Scott Miller, City Utilities of Springfield’s general manager since 2011, is set to retire by year’s end.
Miller, the ninth general manager since the municipal utility company’s start in 1945, said his final day on the job would be Dec. 20. He started at CU in 2002 as general manager of electric supply before succeeding John Twitty as general manager in 2011.
Now 61 years old, Miller said his retirement plan has been under consideration for several years, noting he’s kept CU executives apprised.
“I have been quite open for the past three or four years that I am going to retire someday,” he said. “Quite frankly, there is not a perfect time. There’s always something going on. It’s just a matter of trying to find that gap.”
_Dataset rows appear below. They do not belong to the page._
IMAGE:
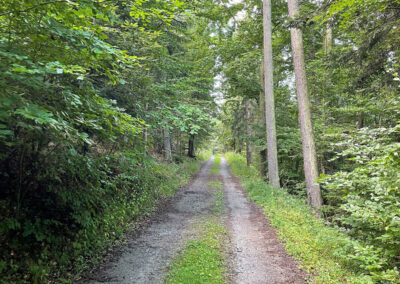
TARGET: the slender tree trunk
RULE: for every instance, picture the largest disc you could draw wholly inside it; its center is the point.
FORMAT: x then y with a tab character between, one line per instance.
191	146
167	145
263	152
273	172
248	134
309	152
328	39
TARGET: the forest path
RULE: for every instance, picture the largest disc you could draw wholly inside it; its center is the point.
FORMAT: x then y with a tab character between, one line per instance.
145	258
255	254
258	256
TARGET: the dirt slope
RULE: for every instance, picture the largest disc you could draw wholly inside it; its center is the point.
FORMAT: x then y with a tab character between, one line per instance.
256	254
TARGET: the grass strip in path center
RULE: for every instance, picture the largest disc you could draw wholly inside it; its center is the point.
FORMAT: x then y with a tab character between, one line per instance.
202	261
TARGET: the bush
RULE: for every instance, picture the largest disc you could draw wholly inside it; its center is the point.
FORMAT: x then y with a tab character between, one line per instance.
77	211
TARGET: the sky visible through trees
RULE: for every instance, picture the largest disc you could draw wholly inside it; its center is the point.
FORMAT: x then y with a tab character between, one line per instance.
101	102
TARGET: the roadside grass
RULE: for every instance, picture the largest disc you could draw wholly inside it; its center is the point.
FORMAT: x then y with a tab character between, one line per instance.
202	260
204	155
218	196
323	251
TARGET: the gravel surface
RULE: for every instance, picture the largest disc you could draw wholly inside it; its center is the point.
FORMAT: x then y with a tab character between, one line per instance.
254	253
145	258
258	256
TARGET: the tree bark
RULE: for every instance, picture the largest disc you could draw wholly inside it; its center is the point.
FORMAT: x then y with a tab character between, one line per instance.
191	146
167	145
273	172
307	136
248	134
328	39
263	152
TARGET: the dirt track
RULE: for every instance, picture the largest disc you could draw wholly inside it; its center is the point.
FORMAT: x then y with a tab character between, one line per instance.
256	256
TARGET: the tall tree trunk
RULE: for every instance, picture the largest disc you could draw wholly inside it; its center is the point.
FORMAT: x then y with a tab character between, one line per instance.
307	137
248	134
167	145
191	146
328	39
273	172
263	152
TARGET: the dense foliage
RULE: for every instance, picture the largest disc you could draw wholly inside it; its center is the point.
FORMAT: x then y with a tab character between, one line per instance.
352	61
91	93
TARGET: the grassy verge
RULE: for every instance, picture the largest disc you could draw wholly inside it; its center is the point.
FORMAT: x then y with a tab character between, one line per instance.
323	251
202	261
129	196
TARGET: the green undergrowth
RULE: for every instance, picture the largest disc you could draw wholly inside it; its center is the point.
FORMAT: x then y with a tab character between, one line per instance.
50	249
326	254
216	165
204	155
218	196
202	260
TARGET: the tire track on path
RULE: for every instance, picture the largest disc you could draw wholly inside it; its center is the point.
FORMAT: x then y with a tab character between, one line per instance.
258	256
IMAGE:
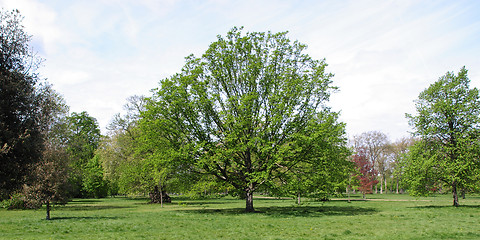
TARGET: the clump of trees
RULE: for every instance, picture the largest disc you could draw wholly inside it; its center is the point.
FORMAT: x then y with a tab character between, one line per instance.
42	147
248	115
When promoted to general manager eight years ago, Miller signed a one-year contract worth $295,000, according to past Springfield Business Journal reporting. He’s now the highest paid GM in the utility company’s history. According to CU officials, Miller’s current one-year contract pays $470,815.
In the search for the next GM, officials say the salary range is $285,185-$484,815.
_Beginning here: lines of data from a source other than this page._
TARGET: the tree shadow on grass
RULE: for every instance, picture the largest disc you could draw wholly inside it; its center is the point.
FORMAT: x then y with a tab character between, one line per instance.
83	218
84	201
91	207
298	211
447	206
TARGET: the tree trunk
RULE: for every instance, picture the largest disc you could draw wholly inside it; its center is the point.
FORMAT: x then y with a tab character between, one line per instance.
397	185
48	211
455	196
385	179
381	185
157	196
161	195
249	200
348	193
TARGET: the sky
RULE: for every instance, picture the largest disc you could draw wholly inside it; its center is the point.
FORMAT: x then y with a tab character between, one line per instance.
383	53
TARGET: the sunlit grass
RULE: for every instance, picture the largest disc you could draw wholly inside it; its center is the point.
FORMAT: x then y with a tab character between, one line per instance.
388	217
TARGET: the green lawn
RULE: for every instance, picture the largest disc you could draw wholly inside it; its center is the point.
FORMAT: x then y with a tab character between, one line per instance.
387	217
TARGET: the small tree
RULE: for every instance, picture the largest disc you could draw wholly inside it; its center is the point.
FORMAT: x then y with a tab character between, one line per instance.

Prior to deciding to retire, Miller said he wanted to make sure the leadership team was highly qualified and very experienced.
“We’re there in that regard,” he said, adding the most recent changes to the leadership team was Dwayne Fulk as associate general manager-general counsel, and Stephanie O’Connor, associate general manager-administration and information technology. Both started in their positions in December 2017. O’Connor has worked for CU since 1992, while Fulk came on board after a 25-year career practicing law.
“You can leave when things are really good or you can leave when things are not so good,” he said. “Things are really good at the utility right now.”
He pointed to Standard & Poor’s affirmation of CU’s AA+ long-term outstanding revenue bond rating as an indicator of the utility’s stable financial situation. Coupled with the leadership team and the community focus of the 11-member Board of Public Utilities, Miller said he had confidence to walk away later this year.
“When you put all the pieces together, it’s the right time for my family and I,” he said.
Joe Reynolds, chairman of the CU board, said Miller is known for his effective planning. He said Miller told the board about his exit plan about 18 months ago.
“We were absolutely prepared,” Reynolds said. “He’s put a lot of time and thought into it.”
A search committee has been formed, though Reynolds said it has yet to formally meet. Reynolds and fellow board members Denise Silvey, Rob Rector, Jennifer Wilson and Jeff Childs plan to meet after the next scheduled board meeting June 27. The selection of the next GM will ultimately be decided by a board vote, he added.
The committee will take a very systematic approach to the national search, he said, with plans to consider internal and external candidates. Its initial meeting will start assessing the job description to determine if changes are necessary in regard to expectations of experience and duties.
“We want to have an exhaustive process,” he said, adding there’s no timetable yet.
The committee will determine candidates, Reynolds said, with a likely semifinal and final round for interviews with the full board.
Before Miller was tabbed as GM in 2011, the CU Board of Public Utilities held a public forum to introduce the three finalists. Reynolds said a similar process might be in store because transparency is important for deciding on the position.
The board hopes it can name a successor before Miller retires.
“It would be wonderful to have someone selected and have a transition period,” Reynolds said. “While not mandatory, it’s a good process to have that happen.”
The day-to-day management of the community-owned provider of electricity, natural gas, water, broadband and transit services has no slow down period, Miller said.
CU’s 2019 budget is $558 million, and the 2020 budgeting process underway. Utility spokesman Joel Alexander said officials aim to have the budget approved by the board in August for reading and passage by Springfield City Council in September.
Among ongoing projects in the budget, nearly 10 miles of water mains and about 13 miles of gas mains are being replaced. Those will be finished before year’s end, Miller said.
At Blackman Water Treatment Plant, an $18.9 million project that allows the plant to hold 10 million additional gallons of treated water in reserve for use in Springfield’s water system is now complete and in service, Alexander said.
In addition, he said CU crews are in the final stages of putting an elevated water storage tank into service near the intersection of farm roads 197 and 116 in the eastern service territory. The $2.8 million project is designed to provide additional water pressure, reserve capacity and fire suppression needs.
Both water projects were big strategic goals to complete this year, Miller said, with the goal his successor can avoid critical decisions upon taking over.
Reynolds said Miller won’t be easy to replace.
“In some ways, he’s given us a template for what we want in a new candidate,” Reynolds said. “Scott set the bar really high.”